Custom TaqMan™ Small RNA Assay

The TaqMan miRNA asays are guaranteed to meet the following:
Dynamic Range: > 6 logs10 with > 0.97 linearity (R2 value)
Specificity: Majority of assays have < 5% cross reactivity with closely related sequences. NTC background: Ct > 38.0
Lot-to-Lot Reproducibility: Difference between Ct's < 0.6 Ct when different lots of an assay are run with the same sample and master mix from the same lot on the sample plate
Amplification Efficiency: ranging from 90-110% across 5 logs10

Please see the document “TaqMan Assays QPCR Guarantee Program” for more details.

If you are using an Applied Biosystems instrument, we recommend using Expression Suite to analyze data from the TaqMan MicroRNA Array Cards. After importing the .sds or .eds files, you can perform all the QC and data analysis within the tool. For more details on how to use Expression Suite software, please see this video series: https://learn.thermofisher.com/courses/view/id/325

It is well understood within the miRNA community that designing assays for miRNAs is challenging due to their short length (<22 bases) and closely related sequences. Although we have not tested cross reactivity of every closely related species, we have demonstrated that we can achieve <5% cross reactivity between a single nucleotide mismatch. Specificity of an assay depends on the number of mismatches to its closest homologue, the location of the mismatch, and the surrounding bases, making cross reactivity difficult to predict. As a general rule, the most difficult miRNA targets to discriminate are those with minimal mismatches localized to the 5' region of the sequence, and it is close to impossible to design an assay that discriminates between a single mismatch at the 5' most base. In addition, the assays in our catalog have been designed to provide a balance between specificity and sensitivity: an assay may be very specific but lack the needed sensitivity, or vice versa. To achieve this balance, and to ensure the highest sensitivity and to reduce false positives, TaqMan MicroRNA Assays must have an NTC background Ct > 38.0 and display good linearity across at least 3 logs10 (ideal R2 > 0.98).

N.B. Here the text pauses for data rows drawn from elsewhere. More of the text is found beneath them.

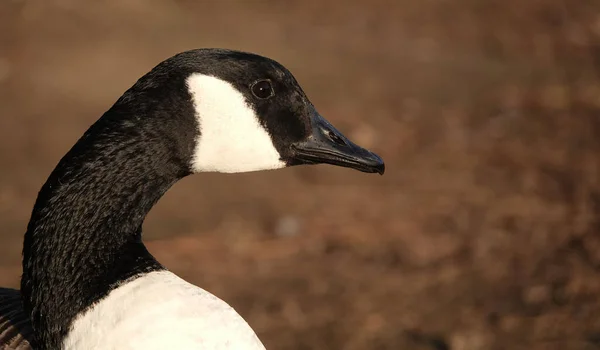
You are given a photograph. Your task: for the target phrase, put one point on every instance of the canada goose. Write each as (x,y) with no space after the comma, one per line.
(88,281)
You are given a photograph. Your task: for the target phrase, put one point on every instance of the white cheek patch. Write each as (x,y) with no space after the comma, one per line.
(231,137)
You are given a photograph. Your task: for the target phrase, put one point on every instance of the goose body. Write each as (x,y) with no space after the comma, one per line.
(88,281)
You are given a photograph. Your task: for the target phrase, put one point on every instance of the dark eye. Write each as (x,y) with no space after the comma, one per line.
(262,89)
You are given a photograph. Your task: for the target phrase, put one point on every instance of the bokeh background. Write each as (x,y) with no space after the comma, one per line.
(484,231)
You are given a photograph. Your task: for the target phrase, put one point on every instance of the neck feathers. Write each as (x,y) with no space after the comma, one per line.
(84,235)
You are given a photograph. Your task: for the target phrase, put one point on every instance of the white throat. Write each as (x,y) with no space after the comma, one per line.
(231,140)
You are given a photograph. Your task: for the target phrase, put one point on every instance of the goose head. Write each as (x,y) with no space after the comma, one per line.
(251,114)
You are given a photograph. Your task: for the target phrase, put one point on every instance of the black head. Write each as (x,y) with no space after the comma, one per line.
(252,114)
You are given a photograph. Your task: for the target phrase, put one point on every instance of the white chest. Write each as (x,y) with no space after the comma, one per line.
(161,311)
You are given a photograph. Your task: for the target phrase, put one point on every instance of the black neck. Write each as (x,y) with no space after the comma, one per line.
(84,236)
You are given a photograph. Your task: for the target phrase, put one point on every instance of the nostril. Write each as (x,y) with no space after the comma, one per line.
(335,138)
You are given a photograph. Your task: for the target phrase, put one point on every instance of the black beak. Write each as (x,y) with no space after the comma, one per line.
(326,145)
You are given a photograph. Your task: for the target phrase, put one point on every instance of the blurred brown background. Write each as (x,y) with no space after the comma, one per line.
(483,233)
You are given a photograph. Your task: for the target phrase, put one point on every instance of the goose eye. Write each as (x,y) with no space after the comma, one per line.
(262,89)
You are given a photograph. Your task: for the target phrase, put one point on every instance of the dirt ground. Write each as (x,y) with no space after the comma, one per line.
(484,231)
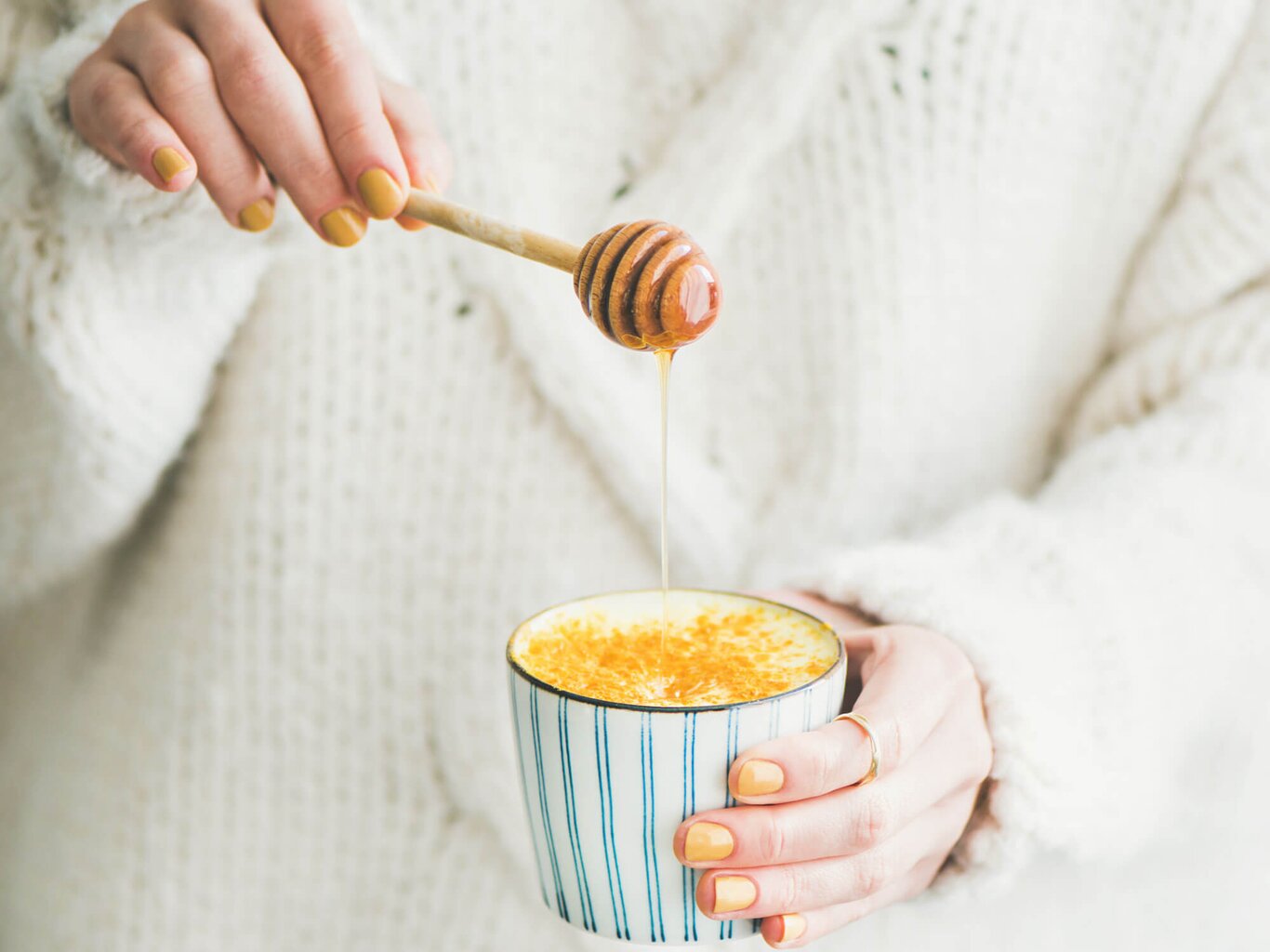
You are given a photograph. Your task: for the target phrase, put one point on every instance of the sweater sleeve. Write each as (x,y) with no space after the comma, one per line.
(115,303)
(1117,617)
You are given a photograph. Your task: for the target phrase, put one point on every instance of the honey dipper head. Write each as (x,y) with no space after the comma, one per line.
(646,285)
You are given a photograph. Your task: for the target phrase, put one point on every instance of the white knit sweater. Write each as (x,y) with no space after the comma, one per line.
(270,509)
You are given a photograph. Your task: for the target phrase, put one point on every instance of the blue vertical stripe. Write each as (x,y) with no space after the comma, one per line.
(652,875)
(571,816)
(562,903)
(603,826)
(524,786)
(728,799)
(687,872)
(613,838)
(693,803)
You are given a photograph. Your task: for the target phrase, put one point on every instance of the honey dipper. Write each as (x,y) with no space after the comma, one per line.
(645,284)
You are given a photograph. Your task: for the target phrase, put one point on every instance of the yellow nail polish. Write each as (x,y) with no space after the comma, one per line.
(257,216)
(380,193)
(793,926)
(343,226)
(169,163)
(760,777)
(705,841)
(733,892)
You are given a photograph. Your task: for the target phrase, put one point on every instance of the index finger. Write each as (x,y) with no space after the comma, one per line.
(322,42)
(905,697)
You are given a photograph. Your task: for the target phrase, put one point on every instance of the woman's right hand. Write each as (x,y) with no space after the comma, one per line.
(238,91)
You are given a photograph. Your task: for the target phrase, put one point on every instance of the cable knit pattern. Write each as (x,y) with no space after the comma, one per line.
(995,358)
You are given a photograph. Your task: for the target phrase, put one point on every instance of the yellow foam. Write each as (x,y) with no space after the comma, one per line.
(717,655)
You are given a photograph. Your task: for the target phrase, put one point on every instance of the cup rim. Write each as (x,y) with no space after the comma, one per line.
(624,706)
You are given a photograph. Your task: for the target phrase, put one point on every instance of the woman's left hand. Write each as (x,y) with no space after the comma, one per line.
(809,851)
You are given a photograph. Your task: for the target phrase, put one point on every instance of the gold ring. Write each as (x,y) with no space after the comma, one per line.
(874,747)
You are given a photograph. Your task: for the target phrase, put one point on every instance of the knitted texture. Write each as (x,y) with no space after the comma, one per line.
(995,358)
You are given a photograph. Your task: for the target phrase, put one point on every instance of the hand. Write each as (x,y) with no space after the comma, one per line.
(811,852)
(224,90)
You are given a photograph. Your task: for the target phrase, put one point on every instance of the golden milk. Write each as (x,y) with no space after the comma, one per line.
(718,649)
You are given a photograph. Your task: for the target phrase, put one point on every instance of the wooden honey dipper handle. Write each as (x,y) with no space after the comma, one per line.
(434,209)
(645,284)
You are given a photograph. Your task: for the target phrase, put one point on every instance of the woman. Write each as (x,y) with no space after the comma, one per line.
(992,381)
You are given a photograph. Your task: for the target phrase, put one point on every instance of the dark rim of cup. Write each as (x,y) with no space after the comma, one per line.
(621,705)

Deep sequencing analysis of mature miRNAs revealed that many miRNAs have either an addition or deletion of 1-3 bases at the 3' and less frequently at the 5' terminal end. These are often referred to as isomiRs. The sequence deposited in miRBase is the canonical sequence derived by aligning sequences from current deep sequencing data. Thus far, there has been no biological relevance attached to these different forms since they exclusively occur outside the seed sequence. For that reason, the changes detected in the expression level of one isomer are proportional to changes within the entire pool. As a result, there may be a shift in raw Ct value using assays targeting two separate isomiRs. However, the relative expression ddCt has been demonstrated to be roughly the same. It should be noted that, although TaqMan MicroRNA Assays are designed to be sequence specific, they will detect a small spectrum of isomiRs. Depending on the number and composition at the 3' end, an assay may detect the +1 and +2 isomiRs but not the -1 or -2 forms.

Use multiple replicates and consider, when possible, using an overall study control that is used in every assay to monitor potential day-to-day/run-to-run/across study variability.